2 responses to “Gamification of Education: Balancing Intrinsic and Extrinsic Motivation

  1. Wm. F. (Bill) Sattelmeyer

    Hi, Martin,
    After showing my game theory students Jane McGonigal’s GDC video from last year, I asked them to each suggest ways we could “gamify” the game development courses. Aside from providing rewards like money and free tuition instead of grades, one of the top suggestions was leaderboards with running tallies of highest “scores” in the class. After they all agreed this would be a strong motivator, I then asked them how’d they’d feel if everyone in the class knew how well they were doing in the class (even if they used a private identity/name)…AND if they realized they were in the bottom 50%. Would they be more motivated to work harder because their scores were so low? Or would they be DEmotivated by knowing they weren’t getting the highest score?

    After some discussion, they admitted that if they weren’t getting high scores in a game (i.e. class), they would be *less* motivated to work harder, and they wanted other extrinsic motivators (eliminate the two lowest-graded projects or papers or multiple extra-credit projects that would function as power-ups. Unfortunately they didn’t have the option of starting the game (course) over again in a new identity (unless they failed outright). The extrinsic motivations were less, um, motivational than the rewards of having succeeded at learning a new skill or ability.

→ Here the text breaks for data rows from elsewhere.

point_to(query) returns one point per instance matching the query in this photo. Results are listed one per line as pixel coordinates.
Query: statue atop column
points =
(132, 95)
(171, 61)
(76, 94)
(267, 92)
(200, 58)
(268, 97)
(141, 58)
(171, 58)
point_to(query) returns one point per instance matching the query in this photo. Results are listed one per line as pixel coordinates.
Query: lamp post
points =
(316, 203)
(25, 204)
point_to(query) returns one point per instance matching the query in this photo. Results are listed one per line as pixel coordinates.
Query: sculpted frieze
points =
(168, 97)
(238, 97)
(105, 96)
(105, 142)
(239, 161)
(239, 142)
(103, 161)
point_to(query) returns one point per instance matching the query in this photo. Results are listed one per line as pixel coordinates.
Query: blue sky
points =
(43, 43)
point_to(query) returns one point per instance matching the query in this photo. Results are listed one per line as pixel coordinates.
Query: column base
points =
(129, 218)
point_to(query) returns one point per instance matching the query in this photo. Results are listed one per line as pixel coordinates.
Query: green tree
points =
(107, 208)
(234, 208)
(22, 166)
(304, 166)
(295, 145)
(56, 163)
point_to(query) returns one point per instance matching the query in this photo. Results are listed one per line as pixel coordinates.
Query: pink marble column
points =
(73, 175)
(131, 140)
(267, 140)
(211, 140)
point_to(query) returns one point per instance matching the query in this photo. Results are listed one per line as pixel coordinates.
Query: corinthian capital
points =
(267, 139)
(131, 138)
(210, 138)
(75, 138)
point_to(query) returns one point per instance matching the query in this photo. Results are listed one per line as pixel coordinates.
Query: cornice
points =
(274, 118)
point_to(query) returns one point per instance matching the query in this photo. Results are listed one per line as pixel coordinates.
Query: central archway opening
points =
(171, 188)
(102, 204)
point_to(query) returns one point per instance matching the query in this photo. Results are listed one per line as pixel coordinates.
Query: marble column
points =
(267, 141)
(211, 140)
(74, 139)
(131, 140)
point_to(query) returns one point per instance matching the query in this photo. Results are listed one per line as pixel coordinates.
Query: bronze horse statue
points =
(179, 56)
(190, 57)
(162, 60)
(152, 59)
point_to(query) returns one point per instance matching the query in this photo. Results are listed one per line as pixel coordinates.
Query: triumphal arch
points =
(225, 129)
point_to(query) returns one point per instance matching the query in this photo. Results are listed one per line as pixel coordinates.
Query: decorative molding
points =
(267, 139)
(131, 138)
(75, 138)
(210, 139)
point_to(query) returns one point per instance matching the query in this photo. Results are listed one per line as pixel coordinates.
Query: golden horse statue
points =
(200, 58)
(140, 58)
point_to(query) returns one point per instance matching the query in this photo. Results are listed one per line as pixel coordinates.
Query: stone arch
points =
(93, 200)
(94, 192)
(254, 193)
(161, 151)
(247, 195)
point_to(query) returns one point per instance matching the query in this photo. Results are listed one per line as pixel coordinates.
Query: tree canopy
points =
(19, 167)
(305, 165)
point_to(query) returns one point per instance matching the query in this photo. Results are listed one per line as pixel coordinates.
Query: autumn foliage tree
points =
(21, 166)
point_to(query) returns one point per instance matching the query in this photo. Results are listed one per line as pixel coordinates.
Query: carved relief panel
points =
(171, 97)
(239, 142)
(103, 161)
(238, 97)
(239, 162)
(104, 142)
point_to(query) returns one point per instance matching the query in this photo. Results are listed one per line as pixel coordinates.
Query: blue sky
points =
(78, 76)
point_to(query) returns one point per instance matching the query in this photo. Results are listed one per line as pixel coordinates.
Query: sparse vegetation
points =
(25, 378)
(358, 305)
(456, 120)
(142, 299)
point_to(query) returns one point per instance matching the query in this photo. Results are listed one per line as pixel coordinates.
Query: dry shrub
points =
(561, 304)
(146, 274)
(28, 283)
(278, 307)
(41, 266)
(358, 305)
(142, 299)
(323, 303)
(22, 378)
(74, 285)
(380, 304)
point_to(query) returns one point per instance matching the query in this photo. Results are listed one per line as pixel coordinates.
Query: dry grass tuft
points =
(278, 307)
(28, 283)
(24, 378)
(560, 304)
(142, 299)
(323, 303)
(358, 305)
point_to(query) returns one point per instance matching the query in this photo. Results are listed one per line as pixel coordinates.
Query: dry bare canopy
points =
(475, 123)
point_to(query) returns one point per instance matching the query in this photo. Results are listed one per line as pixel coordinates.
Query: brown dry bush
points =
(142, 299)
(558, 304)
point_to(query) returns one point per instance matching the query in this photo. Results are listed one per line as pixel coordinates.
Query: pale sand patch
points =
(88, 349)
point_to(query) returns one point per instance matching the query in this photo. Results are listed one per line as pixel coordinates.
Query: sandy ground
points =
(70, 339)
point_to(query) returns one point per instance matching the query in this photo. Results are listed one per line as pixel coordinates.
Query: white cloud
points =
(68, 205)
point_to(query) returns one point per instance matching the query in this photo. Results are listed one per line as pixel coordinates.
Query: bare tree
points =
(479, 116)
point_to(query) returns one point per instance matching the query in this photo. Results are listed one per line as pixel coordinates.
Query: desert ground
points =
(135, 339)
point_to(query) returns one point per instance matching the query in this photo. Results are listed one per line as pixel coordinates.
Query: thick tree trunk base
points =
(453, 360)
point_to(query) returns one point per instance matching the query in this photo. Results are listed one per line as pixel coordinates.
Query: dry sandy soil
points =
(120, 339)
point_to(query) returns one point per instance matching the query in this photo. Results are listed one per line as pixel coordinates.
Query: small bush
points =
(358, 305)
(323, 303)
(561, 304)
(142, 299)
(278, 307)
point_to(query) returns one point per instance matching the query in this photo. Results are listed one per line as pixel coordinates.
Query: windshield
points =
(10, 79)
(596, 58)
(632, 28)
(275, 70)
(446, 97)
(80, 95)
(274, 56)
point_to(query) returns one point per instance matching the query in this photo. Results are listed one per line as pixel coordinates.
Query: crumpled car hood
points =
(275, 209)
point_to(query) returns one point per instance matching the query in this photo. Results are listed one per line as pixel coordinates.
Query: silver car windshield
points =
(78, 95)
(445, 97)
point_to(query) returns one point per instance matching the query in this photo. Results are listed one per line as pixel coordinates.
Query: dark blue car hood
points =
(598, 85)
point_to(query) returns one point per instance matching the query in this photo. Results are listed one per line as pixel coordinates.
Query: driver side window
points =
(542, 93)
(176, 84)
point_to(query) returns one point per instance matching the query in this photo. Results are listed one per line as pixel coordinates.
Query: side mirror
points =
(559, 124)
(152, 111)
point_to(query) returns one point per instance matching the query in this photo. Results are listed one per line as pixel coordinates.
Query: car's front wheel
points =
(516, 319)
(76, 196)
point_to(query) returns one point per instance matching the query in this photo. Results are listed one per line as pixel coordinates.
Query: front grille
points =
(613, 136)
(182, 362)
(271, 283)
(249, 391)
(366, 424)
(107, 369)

    I think there is much that can be discussed about gamifying education, but, as you said, there is no simple, one-size-fits-all answer. Gamers who like puzzles are a different breed from gamers who prefer FPSs or MMORPGs. Some players like acquiring things; others like the social aspects of the game. It would seem that the ARCS model of motivation still has a place in the development of lessons and courses that have meaningful challenges and compelling goals.

    • On a related note, I recommend reading “Drive: The Truth About What Motivates Us” by Daniel Pink. In it, he references numerous studies that show how incentives negatively impact the attainment of goals in the long term. The evidence is counterintuitive, and it suggests that businesses with incentive programs are doing more to impede rather than attain goals by implementing them!